To encourage local competition the Act prevented state and local governments from inhibiting a competing carrier from providing telecommunications services. Local Exchange Carriers (LECs) were also required:
-To interconnect their network services to those of their competitor. -Unbundle their services and make those services available to other carriers for a fair and non-discriminatory price.
-Allow the resale of their services by another carrier for a fair discount to consumers.
-Provide number portability to consumers.
-Incumbent Local Exchange Carriers had to make a concerted effort to move in the direction of fulfilling all of these requirements.
In order to accomplish these tasks fairly each firm would enter into negotiations with one another and attempt to work out a contract. If no appropriate contract could be reached then the state regulatory commission could intervene and determine what actions to take. If no state regulatory commission took action then the FCC had jurisdiction over the case and they could determine the appropriate path to take.
Prior to the 1996 Act it was unlawful for any local exchange carrier to enter into the long distance market. However, the 1996 Act allowed for LECs to competitively enter into the long distance market under some regulatory confinements. In order to enter into the market each LEC had to submit an application to the FCC in order to enter into the long distance market. The FCC then checks to see if the company meets a competitive requirements checklist that will determine whether or not the company will be granted a license to offer a long distance service.
Local Exchange Carriers were also given the ability to enter into the cable television market. However, in metropolitan areas the Act prohibits telephone companies from having more than 10% interest in companies serving the same area. Simply, they could not monopolize an area unless it was in a rural setting, where the restrictions would not apply.
Rural LECs were also not subject to any of the regulation unless two things happened. If they received a request for interconnection in writing from the competing company and if the state regulatory commission determined that the introduction of a competitor into the rural market would not cause undue burden on the economic feasability of the telcommunications services. After the request is made the state regulatory commission has 120 days to determine if the Rural LEC's exemption should be revoked.
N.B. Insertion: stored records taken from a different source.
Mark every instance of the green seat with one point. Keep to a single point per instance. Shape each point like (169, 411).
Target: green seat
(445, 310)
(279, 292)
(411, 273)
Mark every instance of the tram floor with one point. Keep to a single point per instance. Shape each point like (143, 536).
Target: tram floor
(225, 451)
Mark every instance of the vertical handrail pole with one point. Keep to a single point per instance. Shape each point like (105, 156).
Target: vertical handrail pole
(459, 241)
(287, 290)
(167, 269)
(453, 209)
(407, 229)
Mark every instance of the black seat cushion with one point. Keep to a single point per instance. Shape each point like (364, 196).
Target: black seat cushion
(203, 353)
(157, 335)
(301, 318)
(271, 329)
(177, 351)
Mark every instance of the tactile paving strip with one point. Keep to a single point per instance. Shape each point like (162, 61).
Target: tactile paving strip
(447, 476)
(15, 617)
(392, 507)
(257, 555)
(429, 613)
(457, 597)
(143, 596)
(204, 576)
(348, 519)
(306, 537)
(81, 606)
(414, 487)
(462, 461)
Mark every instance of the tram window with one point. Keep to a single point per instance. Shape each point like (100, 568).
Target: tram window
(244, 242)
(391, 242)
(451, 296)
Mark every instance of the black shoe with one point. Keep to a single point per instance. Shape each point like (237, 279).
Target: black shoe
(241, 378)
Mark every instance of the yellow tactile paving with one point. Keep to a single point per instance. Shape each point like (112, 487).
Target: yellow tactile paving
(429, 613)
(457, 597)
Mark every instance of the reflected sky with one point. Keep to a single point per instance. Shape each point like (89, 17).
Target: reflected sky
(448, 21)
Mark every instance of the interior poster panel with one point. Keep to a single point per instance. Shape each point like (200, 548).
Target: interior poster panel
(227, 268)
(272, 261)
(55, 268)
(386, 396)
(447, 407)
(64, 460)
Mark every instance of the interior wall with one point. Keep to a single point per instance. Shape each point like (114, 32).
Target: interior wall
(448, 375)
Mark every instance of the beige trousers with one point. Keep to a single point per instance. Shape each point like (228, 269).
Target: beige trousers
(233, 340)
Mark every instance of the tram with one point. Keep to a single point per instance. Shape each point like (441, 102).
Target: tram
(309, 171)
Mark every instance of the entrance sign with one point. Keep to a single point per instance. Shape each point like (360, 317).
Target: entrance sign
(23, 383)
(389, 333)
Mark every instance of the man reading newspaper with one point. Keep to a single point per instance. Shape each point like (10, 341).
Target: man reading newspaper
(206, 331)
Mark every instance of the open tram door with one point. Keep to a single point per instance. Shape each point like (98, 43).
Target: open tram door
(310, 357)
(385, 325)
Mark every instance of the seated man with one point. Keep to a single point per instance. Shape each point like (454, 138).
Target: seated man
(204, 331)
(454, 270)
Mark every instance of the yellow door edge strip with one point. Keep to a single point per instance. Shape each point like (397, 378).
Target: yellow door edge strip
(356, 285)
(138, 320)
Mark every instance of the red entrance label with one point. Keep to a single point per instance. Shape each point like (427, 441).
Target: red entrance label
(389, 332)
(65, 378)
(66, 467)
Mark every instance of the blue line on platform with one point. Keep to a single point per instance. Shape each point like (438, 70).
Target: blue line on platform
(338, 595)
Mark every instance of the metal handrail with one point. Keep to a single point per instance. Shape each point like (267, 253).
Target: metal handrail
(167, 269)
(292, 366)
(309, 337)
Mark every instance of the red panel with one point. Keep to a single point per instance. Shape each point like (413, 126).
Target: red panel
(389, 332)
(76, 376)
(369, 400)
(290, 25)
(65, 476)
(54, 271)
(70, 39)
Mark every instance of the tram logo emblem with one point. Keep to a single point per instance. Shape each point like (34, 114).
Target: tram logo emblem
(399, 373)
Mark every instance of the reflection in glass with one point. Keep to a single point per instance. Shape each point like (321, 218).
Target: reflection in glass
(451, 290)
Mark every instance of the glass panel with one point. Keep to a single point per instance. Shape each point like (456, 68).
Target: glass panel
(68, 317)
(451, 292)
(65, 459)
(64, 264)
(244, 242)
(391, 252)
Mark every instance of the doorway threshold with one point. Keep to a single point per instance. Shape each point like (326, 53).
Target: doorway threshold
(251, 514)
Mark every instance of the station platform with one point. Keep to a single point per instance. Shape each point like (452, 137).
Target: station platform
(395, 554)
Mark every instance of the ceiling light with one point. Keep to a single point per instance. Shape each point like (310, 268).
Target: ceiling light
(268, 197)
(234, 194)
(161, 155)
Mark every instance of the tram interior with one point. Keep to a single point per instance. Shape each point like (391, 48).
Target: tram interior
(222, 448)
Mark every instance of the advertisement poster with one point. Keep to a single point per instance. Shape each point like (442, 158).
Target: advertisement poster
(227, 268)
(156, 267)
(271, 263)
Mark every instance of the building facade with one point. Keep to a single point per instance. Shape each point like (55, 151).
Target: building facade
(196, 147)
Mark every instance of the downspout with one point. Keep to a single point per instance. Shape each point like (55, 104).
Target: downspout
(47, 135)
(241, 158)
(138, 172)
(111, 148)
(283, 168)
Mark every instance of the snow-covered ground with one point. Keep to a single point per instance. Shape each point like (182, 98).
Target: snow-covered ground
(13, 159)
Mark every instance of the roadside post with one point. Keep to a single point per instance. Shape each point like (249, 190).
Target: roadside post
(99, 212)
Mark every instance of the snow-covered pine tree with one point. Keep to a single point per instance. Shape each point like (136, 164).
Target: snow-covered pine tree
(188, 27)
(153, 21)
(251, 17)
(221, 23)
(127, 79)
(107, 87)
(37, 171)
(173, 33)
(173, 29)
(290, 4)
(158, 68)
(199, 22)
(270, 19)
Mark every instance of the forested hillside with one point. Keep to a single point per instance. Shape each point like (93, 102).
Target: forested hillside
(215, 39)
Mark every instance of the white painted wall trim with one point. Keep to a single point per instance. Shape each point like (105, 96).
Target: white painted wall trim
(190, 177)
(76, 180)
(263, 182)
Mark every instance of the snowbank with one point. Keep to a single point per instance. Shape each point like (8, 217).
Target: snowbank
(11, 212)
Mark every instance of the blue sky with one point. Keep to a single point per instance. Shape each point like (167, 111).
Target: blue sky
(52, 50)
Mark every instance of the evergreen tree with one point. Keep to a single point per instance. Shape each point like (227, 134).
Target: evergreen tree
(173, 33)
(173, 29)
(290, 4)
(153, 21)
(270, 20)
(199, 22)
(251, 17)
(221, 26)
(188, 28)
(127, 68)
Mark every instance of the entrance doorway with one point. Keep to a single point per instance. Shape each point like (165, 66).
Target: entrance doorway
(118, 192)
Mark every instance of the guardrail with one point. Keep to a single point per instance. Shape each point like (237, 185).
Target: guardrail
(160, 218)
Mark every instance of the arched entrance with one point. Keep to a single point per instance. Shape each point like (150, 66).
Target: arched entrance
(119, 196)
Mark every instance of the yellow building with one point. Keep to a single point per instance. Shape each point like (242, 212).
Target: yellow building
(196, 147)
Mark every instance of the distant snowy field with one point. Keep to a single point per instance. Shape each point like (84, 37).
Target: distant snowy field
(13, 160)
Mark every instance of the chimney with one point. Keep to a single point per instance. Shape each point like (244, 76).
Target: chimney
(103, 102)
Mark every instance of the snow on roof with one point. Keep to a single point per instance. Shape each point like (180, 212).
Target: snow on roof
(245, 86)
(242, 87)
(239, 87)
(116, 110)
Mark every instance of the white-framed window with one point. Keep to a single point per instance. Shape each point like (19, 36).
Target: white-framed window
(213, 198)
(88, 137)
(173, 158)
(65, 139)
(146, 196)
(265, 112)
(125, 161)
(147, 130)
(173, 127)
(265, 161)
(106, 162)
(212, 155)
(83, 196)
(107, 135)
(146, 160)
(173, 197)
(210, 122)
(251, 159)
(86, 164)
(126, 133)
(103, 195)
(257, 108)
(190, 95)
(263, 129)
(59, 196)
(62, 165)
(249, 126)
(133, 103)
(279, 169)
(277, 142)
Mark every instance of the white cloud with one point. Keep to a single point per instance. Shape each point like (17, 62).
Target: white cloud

The Telecommunications Act of 1996 also contained provisions that outlined the decent use of telecommunications services. Also known as the Communications Decency Act, it afforded regulations for the propogation of indecent materials over the internet under certain circumstances. However, the Communications Decency portion was modified at the Supreme Court and the provisions were reproposed to institute a "goodwill" approach from companies to effectually protect minors. The Act also inacted the legislation that made the V-Chip a requirement in all television sets by 1998. It also instituted the requirement for a rating system that would be used for all television programs in accordance with the V-Chip, thus allowing consumers to control what they, or their children watched on television. Therefore, establishing the goodwill approach to censorship and decency.